Skilled Nursing Occupancy Holds Steady in Q2, Says NIC

ANNAPOLIS, Md. — Occupancy in U.S. skilled nursing facilities remained relatively stable at 83.3 percent in the second quarter of 2019, a decrease of 50 basis points from the first quarter but an increase of 50 basis points from a year ago.

The data come from the National Investment Center for Seniors Housing & Care (NIC), an Annapolis-based nonprofit that tracks seniors housing data. The organization receives data from approximately 1,400 facilities throughout the country.

NIC’s second-quarter 2019 Skilled Nursing Data Reportshowed occupancy declining in cities but increasing slightly in rural areas.

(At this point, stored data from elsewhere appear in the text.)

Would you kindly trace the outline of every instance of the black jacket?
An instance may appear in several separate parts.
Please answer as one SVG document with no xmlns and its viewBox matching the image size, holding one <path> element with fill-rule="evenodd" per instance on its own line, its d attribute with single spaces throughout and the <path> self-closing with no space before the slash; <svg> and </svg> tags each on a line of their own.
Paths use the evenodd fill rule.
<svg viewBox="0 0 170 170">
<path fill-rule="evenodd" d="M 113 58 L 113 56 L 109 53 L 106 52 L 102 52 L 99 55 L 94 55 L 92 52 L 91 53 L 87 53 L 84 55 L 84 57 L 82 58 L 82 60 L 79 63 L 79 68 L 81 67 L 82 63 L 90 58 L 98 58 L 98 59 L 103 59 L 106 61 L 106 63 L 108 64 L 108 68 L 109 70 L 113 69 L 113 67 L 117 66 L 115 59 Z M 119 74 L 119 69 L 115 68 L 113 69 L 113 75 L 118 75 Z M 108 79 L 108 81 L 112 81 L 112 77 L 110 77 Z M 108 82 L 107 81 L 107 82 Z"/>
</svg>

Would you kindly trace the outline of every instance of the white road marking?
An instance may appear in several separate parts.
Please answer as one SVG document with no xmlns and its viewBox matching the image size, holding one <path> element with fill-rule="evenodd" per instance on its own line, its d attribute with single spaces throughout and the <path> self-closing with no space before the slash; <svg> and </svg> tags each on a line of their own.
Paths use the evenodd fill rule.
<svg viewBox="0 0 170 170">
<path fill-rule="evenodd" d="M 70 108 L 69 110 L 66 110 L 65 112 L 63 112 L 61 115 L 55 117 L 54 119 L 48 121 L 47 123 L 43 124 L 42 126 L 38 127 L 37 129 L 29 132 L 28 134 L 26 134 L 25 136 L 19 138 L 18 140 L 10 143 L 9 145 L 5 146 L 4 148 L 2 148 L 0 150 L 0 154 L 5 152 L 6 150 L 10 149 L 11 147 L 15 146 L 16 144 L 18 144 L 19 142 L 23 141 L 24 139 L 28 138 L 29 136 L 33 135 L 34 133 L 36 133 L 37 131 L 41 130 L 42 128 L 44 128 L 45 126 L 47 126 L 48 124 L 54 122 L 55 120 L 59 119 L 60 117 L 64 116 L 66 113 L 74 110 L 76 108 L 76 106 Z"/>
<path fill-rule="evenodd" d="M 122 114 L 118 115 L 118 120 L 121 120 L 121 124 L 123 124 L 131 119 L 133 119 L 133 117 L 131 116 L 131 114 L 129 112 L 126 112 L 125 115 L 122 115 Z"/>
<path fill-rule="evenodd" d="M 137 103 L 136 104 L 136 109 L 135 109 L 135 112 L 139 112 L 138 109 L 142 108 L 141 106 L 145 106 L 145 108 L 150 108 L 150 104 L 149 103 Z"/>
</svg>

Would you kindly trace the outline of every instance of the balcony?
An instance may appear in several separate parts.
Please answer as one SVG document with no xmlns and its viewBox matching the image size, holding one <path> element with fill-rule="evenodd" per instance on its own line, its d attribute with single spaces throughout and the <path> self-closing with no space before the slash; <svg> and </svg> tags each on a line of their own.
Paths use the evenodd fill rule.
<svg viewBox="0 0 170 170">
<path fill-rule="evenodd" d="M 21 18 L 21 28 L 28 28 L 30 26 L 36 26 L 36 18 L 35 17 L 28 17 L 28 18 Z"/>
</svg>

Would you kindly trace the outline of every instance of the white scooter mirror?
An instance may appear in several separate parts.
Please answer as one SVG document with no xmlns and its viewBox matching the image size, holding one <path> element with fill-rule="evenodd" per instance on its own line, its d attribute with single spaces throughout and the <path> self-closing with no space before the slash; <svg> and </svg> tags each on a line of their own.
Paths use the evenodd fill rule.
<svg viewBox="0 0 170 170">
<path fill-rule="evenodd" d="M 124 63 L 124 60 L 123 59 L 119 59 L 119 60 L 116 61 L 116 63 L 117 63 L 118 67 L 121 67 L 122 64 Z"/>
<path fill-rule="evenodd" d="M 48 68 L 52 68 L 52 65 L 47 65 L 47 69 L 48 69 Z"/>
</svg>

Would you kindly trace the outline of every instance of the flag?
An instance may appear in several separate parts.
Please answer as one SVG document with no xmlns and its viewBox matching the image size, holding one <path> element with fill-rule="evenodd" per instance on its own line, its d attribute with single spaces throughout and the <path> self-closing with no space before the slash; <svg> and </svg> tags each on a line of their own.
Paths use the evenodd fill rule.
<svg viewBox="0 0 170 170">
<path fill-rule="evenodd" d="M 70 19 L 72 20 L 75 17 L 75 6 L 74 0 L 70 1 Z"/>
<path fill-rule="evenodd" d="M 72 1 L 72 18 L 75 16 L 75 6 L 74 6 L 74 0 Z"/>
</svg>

“Occupancy has been relatively stable during the last 12 months, varying by only one percentage point and staying above its low,” says Bill Kauffman, senior principal at NIC. “The slight decrease from the first quarter likely does not foreshadow a broader trend, because seasonal flu-related admissions that typically spike in late fall through winter trail off later in the year.”

The trend of skilled nursing revenue increasingly coming from Medicare Advantage — health insurance plans offered by private companies approved by Medicare — eased considerably in the second quarter, with Medicare Advantage revenue down 230 basis points (from 14.4 percent to 12.1 percent) in urban areas and steady (5.2 percent) in rural areas.

“It’s too early to say if the noticeable decline in skilled nursing revenue from Medicare Advantage will continue,” says Beth Mace, NIC’s chief economist. “On the one hand, Medicare Advantage is becoming an increasingly prominent player. However, like all payers, Medicare Advantage isn’t immune to constant cost containment pressure.

“The decline in Medicare Advantage revenue this quarter might be attributed to private plans bypassing skilled nursing due to its expense, declining patient length of stay, or lower reimbursement rates. We will need data from subsequent NIC reports to help us better pinpoint contributing factors.”

Medicaid continues to be the fastest growing payer in the skilled nursing sector by revenue per patient day, NIC experts say, even though Medicaid reimbursement in many states has not kept up with the cost of care. This reimbursement shortfall, among other factors, is contributing to the recent spate of facility closures.